Idaho GOP Legislator Slammed for Comparing Coronavirus Restrictions to Nazi Persecution
by Algemeiner Staff
An Idaho state legislator was under fire on Monday for remarks she made in a media interview that compared coronavirus restrictions on individual movement to Nazi Germany’s persecution of the Jews.
Heather Scott — a Republican who represents District 1 in the Idaho state legislature — told Houston-based podcast host Jess Fields that Idaho Governor Brad Little was a “little Hitler” for preventing “non-essential” workers in the state from going to work during the pandemic.
“I mean, that’s no different than Nazi Germany, where you had government telling people, ‘You are an essential worker or a nonessential worker,’ and the nonessential workers got put on a train,” Scott said, referencing the deportation of millions of Jews and other groups targeted by the Nazis to concentration camps in cattle trains.
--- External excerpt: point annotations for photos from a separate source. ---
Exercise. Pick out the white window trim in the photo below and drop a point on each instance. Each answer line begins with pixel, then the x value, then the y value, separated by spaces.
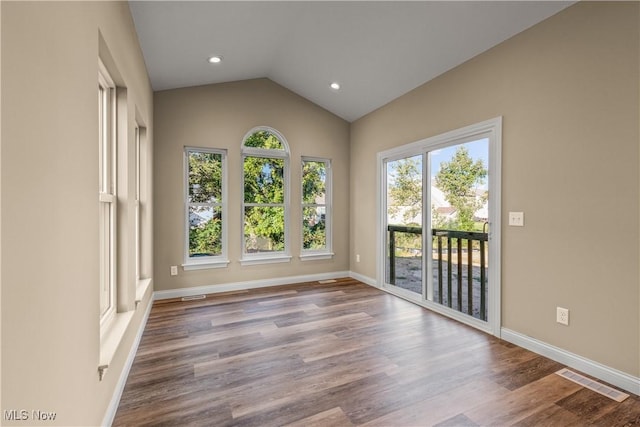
pixel 218 261
pixel 280 256
pixel 491 129
pixel 107 192
pixel 137 203
pixel 327 253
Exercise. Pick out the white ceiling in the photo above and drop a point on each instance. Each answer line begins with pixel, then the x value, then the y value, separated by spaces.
pixel 376 50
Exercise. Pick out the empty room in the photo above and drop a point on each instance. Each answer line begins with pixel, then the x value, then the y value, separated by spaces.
pixel 327 213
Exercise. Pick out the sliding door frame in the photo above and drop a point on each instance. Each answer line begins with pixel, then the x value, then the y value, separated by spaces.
pixel 491 129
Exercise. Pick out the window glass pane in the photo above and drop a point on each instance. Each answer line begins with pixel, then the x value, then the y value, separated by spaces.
pixel 263 180
pixel 105 255
pixel 314 225
pixel 314 176
pixel 263 229
pixel 205 177
pixel 205 231
pixel 264 139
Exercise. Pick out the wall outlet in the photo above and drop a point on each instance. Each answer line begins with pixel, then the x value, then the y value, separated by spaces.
pixel 516 219
pixel 562 315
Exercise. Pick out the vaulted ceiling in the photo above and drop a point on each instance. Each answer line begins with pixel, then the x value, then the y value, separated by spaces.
pixel 375 50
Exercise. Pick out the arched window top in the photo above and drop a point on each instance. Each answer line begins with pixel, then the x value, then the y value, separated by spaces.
pixel 265 141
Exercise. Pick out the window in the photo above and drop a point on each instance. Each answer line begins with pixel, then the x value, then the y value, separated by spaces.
pixel 265 157
pixel 107 194
pixel 205 208
pixel 316 208
pixel 137 202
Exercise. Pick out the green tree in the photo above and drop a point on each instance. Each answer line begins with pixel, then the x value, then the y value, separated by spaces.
pixel 458 179
pixel 313 190
pixel 205 188
pixel 264 185
pixel 405 188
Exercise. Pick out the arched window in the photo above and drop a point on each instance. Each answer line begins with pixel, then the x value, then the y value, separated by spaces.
pixel 265 161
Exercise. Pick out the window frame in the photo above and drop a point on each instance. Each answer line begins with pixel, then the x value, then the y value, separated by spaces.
pixel 327 252
pixel 261 257
pixel 107 194
pixel 215 261
pixel 137 203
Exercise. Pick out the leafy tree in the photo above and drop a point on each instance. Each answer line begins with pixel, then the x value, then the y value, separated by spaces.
pixel 406 188
pixel 205 177
pixel 264 184
pixel 313 221
pixel 458 180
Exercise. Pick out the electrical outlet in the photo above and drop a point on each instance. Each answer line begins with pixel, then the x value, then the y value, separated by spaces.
pixel 516 219
pixel 562 315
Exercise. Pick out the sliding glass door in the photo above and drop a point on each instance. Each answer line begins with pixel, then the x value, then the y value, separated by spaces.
pixel 440 213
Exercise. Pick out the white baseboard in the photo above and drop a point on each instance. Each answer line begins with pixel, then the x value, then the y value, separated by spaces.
pixel 122 381
pixel 364 279
pixel 610 375
pixel 239 286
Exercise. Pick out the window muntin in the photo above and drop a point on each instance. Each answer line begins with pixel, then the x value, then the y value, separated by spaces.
pixel 107 193
pixel 265 158
pixel 205 211
pixel 316 206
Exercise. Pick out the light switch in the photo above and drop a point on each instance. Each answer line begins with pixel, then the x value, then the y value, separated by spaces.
pixel 516 219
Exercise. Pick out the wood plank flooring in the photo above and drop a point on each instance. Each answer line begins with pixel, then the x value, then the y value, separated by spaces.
pixel 342 354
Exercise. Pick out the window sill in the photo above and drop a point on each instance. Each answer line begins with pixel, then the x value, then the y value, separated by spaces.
pixel 204 265
pixel 274 259
pixel 316 255
pixel 110 339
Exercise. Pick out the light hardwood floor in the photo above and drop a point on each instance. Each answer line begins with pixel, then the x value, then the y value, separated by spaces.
pixel 342 354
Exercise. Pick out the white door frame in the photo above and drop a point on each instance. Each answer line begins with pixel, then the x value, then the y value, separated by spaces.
pixel 491 129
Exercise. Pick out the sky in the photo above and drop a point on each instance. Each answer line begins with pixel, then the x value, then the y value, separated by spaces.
pixel 477 150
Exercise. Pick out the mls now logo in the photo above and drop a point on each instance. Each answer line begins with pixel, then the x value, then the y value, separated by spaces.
pixel 24 415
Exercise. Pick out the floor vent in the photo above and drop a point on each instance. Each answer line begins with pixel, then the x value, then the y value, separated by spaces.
pixel 604 390
pixel 193 298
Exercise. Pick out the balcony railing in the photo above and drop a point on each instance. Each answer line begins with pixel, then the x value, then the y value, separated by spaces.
pixel 459 267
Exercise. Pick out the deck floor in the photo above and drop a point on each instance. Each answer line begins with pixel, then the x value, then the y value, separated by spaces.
pixel 342 354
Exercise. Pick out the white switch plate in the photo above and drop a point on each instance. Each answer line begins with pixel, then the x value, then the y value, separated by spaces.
pixel 516 219
pixel 562 315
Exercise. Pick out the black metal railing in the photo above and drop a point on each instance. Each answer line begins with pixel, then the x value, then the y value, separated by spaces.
pixel 456 245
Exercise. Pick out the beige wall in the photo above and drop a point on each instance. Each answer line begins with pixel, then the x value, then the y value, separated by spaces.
pixel 50 250
pixel 568 91
pixel 219 116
Scott’s remarks immediately sparked an outraged reaction from local community leaders.
“Mass murder and genocide is not the same thing as deciding which businesses should essentially stay open and which should stay closed,” Rabbi Tamar Malino of Spokane’s Temple Beth Shalom told the Idaho State Journal.
Brenda Hammond, president of the Bonner County Human Rights Task Force, said in an email: “It makes my heart heavy to hear a comment from an elected official that shows such deep disregard and lack of respect for what the Jewish people experienced during the time of the Holocaust. It also shows an extreme ignorance of history.”
The American Jewish Committee (AJC) tweeted, “Idaho State Rep. Heather Scott’s comparison of stay-at-home orders during the pandemic to Nazi death camps is unfathomably offensive and an unforgivable affront to victims of the Holocaust. She should apologize immediately.”
Idaho State Rep. Heather Scott’s comparison of stay-at-home orders during the pandemic to Nazi death camps is unfathomably offensive and an unforgivable affront to victims of the Holocaust.